The general public all know what happens in New York, Paris or London, even though most haven’t been to the shows. Moscow, on the other hand, is another matter. Today you can find the same as any major city: retail chains, fast food, the subway, churches, but the menus of the hamburgers are indecipherable, monumental metro stations and churches are of a unique architecture. It is a clash between East and West, and it does not look like anything that can be found in America or Europe. And this is what happens in the creations of Post-Soviet designers, that clash of cultures is what brings such fascination.

The collections of Gosha are a celebration and drawing from his youth, and the scenes that have influenced him mixed with that intercultural rawness. His collaborations with Umbro, Kappa, FILA or adidas Football (the latter on the occasion of the World Cup to be held in Russia next summer) are a sporty journey back to the 90s, and have resulted in such a phenomenon that has given a second life to the brands. Your skate brand PACCBET (pronounced rashviet) was born as a channel to promote the local Russian skate scene of which Gosha and his friends belong.

The rave scene, on the other hand, has been a recurring reference on both the catwalks and streetwear in recent years, but the Gosha has managed to demonstrate an emotional and historical connection beyond the aesthetic. Perfectly linking the essence of English clubs like The Haçienda with the raves of post-Soviet St. Petersburg was evident in his collaboration with Burberry, investigating urban subcultures.

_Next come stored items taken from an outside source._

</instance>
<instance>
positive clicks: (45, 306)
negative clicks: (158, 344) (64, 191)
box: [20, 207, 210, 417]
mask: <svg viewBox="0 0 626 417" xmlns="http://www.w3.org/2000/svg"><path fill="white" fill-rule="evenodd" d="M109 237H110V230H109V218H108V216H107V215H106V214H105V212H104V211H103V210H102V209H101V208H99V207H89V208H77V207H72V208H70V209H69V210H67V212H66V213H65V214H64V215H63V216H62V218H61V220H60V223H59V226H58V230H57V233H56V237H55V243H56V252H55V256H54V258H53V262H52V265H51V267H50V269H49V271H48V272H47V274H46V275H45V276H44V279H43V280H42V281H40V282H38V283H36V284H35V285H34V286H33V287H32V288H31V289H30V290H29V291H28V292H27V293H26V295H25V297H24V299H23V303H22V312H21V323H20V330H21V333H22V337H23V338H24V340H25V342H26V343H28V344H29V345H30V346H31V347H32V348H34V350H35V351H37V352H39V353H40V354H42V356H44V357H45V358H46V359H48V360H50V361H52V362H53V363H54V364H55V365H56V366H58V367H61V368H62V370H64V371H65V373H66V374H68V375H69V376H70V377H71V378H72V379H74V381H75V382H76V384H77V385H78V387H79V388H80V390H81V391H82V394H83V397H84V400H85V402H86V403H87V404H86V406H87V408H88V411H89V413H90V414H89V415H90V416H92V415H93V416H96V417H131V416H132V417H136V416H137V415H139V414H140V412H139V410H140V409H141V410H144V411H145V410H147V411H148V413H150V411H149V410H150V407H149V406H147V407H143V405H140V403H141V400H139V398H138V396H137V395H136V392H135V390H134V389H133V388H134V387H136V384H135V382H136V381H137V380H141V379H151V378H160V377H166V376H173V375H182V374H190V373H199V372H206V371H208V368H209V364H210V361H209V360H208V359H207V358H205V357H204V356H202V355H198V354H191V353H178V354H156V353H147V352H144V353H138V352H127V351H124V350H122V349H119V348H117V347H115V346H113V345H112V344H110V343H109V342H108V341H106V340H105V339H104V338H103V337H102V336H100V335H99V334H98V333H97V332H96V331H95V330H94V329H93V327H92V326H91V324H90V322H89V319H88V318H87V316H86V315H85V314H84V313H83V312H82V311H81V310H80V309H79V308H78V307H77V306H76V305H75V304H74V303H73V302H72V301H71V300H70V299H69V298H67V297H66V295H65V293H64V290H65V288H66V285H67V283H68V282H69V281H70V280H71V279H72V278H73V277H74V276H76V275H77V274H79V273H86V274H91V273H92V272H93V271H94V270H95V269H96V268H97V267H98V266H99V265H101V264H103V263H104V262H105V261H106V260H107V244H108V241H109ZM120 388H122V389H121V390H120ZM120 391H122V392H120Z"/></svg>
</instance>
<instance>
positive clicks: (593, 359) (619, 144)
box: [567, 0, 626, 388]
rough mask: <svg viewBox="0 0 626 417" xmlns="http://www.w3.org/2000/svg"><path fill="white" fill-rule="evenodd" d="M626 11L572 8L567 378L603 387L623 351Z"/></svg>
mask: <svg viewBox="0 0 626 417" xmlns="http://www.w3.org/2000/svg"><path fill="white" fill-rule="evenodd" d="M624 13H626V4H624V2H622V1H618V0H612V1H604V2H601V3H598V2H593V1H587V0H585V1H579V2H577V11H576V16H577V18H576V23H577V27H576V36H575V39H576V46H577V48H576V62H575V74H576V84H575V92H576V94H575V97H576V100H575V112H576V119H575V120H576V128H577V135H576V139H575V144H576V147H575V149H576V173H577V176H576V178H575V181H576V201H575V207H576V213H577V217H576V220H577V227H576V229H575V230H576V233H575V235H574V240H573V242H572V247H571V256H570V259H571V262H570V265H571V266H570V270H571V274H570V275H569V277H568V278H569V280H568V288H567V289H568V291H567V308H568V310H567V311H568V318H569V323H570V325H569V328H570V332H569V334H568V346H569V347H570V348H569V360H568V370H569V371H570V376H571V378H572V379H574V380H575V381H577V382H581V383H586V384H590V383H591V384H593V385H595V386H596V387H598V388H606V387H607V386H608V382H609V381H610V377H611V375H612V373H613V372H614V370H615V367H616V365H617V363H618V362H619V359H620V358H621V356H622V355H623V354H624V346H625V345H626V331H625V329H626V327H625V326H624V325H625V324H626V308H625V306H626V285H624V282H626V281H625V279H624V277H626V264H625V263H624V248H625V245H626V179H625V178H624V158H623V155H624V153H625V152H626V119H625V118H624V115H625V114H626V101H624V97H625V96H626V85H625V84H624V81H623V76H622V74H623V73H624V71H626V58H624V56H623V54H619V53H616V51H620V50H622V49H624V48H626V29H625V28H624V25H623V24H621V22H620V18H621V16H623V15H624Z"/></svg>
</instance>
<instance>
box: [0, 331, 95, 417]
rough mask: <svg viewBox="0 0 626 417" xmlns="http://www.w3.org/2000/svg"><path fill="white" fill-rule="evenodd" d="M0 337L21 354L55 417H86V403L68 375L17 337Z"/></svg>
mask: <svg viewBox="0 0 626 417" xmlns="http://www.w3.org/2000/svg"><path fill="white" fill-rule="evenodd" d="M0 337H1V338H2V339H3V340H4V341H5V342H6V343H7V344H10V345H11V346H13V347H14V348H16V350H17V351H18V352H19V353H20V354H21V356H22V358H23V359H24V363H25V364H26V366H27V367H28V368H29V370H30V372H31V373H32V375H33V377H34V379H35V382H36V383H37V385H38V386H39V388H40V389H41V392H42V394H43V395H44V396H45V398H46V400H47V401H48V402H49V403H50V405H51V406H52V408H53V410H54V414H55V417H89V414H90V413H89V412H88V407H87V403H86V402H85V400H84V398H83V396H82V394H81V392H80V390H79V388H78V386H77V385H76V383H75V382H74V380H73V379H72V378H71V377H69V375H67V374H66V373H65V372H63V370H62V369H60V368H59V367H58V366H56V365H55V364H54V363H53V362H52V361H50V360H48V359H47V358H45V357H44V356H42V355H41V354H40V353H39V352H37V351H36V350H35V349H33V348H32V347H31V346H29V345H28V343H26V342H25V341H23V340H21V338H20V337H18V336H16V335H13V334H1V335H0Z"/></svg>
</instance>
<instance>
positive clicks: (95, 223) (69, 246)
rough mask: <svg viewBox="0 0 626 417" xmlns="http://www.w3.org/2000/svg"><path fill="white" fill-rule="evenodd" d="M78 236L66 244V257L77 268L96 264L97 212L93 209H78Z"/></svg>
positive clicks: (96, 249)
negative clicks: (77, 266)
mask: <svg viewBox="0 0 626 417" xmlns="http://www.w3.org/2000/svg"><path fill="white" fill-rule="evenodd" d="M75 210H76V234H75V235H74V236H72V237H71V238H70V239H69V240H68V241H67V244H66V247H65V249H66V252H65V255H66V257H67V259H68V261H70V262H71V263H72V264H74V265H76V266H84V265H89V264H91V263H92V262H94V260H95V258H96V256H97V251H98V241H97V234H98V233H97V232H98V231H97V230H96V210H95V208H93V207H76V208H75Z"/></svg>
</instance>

Burberry reduced the use of its emblematic paintings in the mid-2000s, when they became popular among the chavs, creating an association with this brand that conflicted with its traditional image. Christopher Bailey, (then) creative director of Burberry, commented upon seeing the Russian designer’s collection: “My grandfather wore Burberry, Gosha intrigues him, the Queen of England saw him too. What is it that manages to take the brand from urban subcultures to the absolutely formal and established?”

Rubchinskiy has resurrected these paintings with skill, as he did previously with his collaborations with sports brands re-interpreting nineties aesthetics, introducing Cyrillic characters and making them contemporary and stylistically relevant, having them fit perfectly into his collection. Undoubtedly, it has been this ability to convert a dichotomy into unity, to build bridges between East and West, current and recent past, streetwear and high fashion which has allowed these guys to succeed. Good news in a world that is in recent times strongly divided.